The Import module reads server log files one line at a time. Each line is then parsed (separated) into the data fields shown in the following table.
Information |
Description |
Internet address |
The Internet address (Internet IP or resolved Internet host name) from which the request came, and to which the server sent the response. |
Time stamp |
The date and time the server responded to the request. |
File name |
The content file name, or URL, that was sent back to the Internet address. |
User name |
The user name used to log in to a site requiring registration. |
Size |
The size of the response in bytes. This number is used to calculate bandwidth usage. |
User agent |
The product name, product version, operating system, and the security scheme of the web browser used for the request. |
Referrer |
The referring URL of the current request (the page containing the link the user clicked.) |
Cookie |
A persistent identification code assigned to the user, which allows you to track the user across several visits. |
HTTP response code |
The response code (200, 304, or 302) associated with a request. |
Site type |
The type of Internet site (web, gopher, FTP). This field is found within log files that are common to multiple servers. |
Server IP |
The IP address of the individual server. This field is necessary to distinguish servers for a multihomed log data source. |
Internet server log files must be in one of the formats shown in the following table for the Import module to interpret the log file data correctly.
Site type |
Supported log file formats |
World Wide Web |
Common log file format EMWACS log file format Usage Analyst extended log file format Intersé Market Focus 1 database Intersé Market Focus 2 database MCI log file format Microsoft IIS standard log file format Microsoft IIS extended log file format Microsoft IIS hyperextended log file format Microsoft IIS ODBC log file format NCSA combined log file format NCSA combined w/ servername log file format NCSA w/ servername log file format Netscape Proxy extended logging format Open Market extended log file format O’Reilly Multihome common log file format 1.0 O’Reilly Windows log file format 1.0 SiteTrack log file format Spry Web Server ASCII log file format Spry Web Server ODBC log file format Universal log file format UUNET extended log file format WebFacts audit log file format WebStar log file format Zeus common log file format |
FTP |
WU Archive FTP log file format Microsoft Internet Server log file format |
Gopher |
Microsoft Internet Server log file format |
Real time stream |
Real Audio log file format |
This log file format includes:
Here’s a sample line from the common log file:
www.interse.com - bob [08/Aug/1995:06:00:00 -0800] "GET /analyst/
HTTP/1.0" 200 1067
Note
Any text after the file size on a log file line is ignored by the Import module.

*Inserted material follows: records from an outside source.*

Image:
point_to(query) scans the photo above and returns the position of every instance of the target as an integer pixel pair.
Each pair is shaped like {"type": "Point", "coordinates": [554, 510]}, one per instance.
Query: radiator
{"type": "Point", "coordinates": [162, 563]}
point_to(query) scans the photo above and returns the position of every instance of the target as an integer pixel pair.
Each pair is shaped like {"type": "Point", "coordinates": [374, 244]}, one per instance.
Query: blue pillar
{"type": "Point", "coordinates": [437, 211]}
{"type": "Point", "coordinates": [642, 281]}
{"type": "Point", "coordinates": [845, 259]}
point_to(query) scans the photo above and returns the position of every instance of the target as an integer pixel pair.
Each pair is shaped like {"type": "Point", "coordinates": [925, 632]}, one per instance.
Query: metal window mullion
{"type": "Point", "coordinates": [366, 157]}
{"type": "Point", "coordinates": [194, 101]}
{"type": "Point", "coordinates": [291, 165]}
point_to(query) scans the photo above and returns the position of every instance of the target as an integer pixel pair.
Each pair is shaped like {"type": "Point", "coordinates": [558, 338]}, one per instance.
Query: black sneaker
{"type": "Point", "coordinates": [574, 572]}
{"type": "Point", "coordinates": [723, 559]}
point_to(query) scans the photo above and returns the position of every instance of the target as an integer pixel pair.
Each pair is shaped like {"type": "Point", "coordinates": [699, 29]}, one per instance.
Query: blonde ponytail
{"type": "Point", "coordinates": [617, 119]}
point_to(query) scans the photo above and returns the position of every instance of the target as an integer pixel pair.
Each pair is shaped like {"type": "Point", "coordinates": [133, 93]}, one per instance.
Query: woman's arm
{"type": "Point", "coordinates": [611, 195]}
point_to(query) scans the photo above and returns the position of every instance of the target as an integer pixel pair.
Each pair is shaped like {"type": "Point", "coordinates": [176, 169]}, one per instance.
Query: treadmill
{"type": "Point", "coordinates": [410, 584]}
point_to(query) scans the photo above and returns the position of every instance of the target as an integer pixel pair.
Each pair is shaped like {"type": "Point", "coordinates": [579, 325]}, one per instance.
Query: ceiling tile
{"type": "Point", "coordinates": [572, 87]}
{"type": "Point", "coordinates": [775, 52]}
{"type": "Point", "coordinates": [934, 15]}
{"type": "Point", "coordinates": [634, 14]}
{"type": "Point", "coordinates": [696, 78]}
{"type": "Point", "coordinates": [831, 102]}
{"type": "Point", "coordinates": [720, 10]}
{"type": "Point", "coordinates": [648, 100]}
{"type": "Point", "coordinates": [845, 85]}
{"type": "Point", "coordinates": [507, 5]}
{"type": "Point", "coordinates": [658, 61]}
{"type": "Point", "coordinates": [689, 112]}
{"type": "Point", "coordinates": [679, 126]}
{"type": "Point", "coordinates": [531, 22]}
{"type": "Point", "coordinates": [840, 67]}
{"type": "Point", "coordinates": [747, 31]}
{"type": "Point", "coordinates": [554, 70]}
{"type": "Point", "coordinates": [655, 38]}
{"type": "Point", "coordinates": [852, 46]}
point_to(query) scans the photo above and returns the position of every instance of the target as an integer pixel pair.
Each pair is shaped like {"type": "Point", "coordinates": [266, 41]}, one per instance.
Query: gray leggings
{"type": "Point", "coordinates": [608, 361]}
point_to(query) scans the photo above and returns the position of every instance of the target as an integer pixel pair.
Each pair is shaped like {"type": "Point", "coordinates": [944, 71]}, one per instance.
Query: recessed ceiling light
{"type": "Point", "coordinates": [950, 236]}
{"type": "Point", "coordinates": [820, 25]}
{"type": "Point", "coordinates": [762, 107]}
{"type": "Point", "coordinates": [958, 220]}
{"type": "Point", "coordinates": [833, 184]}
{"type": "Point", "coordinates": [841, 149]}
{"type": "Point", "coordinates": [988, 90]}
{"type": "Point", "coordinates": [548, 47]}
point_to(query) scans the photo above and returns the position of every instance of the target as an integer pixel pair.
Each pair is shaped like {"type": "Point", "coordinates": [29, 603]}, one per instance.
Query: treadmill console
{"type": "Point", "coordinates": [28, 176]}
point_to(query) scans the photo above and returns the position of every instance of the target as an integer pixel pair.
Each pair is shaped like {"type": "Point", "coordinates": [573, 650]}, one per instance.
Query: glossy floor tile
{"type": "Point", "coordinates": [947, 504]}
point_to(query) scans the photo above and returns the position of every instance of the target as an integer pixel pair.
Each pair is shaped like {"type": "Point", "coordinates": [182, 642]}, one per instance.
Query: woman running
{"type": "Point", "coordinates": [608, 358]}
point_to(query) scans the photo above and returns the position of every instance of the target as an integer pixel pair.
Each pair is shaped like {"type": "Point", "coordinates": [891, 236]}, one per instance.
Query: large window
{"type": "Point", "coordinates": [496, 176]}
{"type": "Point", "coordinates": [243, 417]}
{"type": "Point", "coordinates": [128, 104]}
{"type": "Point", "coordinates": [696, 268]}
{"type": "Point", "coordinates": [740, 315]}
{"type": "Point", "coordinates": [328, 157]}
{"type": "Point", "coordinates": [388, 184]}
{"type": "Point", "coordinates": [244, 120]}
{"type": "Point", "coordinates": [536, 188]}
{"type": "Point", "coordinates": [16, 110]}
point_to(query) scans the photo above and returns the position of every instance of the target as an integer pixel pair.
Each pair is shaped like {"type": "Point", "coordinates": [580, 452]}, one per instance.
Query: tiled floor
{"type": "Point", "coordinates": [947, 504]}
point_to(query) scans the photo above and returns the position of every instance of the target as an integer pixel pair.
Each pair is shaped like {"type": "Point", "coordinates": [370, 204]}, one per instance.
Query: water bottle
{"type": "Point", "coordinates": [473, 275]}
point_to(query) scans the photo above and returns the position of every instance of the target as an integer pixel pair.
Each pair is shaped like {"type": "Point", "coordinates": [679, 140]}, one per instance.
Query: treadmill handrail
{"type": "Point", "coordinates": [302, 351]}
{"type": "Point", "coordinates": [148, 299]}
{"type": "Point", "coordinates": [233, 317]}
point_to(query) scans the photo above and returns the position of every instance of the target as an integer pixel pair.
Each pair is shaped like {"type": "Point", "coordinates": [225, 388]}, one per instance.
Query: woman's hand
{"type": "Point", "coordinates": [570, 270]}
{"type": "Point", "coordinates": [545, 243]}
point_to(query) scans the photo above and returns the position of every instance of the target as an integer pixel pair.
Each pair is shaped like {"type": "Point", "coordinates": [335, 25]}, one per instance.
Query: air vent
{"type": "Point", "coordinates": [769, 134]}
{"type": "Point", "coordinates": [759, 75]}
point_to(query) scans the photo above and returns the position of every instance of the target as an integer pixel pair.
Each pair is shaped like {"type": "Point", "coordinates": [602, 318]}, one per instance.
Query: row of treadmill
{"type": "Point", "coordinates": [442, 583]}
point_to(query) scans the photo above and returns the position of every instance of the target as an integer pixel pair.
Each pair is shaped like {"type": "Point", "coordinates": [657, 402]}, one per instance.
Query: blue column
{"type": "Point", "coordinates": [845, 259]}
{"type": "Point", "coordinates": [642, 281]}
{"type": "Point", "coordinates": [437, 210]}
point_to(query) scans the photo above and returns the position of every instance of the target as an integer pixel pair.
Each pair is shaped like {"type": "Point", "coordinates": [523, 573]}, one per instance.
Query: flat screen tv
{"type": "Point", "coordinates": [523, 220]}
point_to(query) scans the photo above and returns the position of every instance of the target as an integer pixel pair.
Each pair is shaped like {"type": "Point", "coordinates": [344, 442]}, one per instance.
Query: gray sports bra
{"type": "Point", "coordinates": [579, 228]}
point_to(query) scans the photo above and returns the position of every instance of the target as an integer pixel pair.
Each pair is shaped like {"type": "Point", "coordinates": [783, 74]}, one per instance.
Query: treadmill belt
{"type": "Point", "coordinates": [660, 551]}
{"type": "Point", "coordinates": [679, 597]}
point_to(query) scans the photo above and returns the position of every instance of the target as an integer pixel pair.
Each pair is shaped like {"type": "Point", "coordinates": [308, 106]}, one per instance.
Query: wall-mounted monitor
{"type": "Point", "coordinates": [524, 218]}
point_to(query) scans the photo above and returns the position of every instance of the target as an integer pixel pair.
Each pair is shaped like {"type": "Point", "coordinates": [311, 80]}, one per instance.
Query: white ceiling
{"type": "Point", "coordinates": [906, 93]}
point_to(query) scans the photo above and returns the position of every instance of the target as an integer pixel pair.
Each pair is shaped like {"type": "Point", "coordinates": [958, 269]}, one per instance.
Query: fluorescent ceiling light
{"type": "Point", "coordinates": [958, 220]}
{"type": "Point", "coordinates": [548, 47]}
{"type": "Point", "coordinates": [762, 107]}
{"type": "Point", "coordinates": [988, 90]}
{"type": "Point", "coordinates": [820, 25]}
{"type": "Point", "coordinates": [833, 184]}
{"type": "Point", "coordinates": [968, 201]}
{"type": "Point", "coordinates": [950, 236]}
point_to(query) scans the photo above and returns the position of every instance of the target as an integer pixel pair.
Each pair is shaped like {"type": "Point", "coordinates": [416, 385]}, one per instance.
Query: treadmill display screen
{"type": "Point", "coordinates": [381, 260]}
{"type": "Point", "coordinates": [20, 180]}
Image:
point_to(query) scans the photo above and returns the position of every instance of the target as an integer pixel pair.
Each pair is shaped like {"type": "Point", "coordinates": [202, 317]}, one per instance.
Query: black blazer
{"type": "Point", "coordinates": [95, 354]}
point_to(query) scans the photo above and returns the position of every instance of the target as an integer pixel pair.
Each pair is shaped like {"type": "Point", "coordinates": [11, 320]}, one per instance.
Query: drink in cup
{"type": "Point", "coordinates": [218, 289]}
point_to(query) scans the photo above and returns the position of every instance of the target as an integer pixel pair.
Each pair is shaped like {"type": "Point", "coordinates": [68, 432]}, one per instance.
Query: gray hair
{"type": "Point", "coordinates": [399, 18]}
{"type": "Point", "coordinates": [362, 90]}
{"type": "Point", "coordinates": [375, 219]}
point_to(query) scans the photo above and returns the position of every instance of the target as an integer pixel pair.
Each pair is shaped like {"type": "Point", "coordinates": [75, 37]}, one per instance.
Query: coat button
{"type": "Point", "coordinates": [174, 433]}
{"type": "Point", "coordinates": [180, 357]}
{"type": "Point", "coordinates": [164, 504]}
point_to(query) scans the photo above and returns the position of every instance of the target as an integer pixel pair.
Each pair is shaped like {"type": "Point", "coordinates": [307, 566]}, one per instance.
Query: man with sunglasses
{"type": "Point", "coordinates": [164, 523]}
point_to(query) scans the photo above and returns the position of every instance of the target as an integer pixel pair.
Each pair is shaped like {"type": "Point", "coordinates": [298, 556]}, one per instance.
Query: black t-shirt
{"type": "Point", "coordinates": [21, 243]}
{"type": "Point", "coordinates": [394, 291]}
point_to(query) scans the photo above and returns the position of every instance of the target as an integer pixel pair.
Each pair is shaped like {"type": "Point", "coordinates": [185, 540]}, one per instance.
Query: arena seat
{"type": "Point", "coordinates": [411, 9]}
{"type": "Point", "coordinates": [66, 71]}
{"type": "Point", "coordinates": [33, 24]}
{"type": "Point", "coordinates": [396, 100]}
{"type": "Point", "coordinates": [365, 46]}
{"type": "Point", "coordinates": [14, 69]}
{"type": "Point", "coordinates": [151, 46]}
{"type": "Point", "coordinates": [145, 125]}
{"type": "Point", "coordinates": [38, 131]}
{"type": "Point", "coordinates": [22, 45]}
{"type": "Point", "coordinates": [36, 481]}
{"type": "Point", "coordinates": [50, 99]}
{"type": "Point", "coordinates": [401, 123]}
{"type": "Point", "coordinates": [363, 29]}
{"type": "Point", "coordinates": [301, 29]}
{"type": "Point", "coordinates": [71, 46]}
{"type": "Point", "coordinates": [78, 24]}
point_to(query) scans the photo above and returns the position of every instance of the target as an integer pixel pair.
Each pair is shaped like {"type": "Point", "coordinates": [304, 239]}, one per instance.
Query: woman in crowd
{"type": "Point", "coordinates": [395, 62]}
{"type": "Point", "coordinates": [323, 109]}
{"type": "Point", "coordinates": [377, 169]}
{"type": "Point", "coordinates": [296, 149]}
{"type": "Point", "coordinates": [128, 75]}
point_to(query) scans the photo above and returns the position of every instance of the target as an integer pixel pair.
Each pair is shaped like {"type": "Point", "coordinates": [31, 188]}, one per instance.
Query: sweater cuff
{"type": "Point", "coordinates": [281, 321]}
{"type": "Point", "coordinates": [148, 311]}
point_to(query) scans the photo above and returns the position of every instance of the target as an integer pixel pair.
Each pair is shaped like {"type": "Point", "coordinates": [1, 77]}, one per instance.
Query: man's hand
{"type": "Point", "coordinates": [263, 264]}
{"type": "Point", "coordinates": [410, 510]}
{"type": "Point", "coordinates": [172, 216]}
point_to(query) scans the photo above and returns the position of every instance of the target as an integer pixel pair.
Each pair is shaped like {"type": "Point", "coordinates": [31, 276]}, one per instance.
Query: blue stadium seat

This log file format is produced by the EMWACS web server. EMWACS is a public domain web server for Windows NT.
Here’s a sample line from an EMWACS log file:
Mon Aug 07 08:54:39 1995 204.86.26.20 157.54.17.9 GET /analyst/
HTTP/1.0
The extended log file format is simply the common log format with three additional fields:
Note
This format was designed to be compatible with many of the custom extended log file formats currently in use.
Not all fields are required to comply with the format. Any of the following would be a valid extended log file entry:
The syntax of the extended log file format is:
Common Log Format ["referrer/-" ["user agent" ["cookie"]]]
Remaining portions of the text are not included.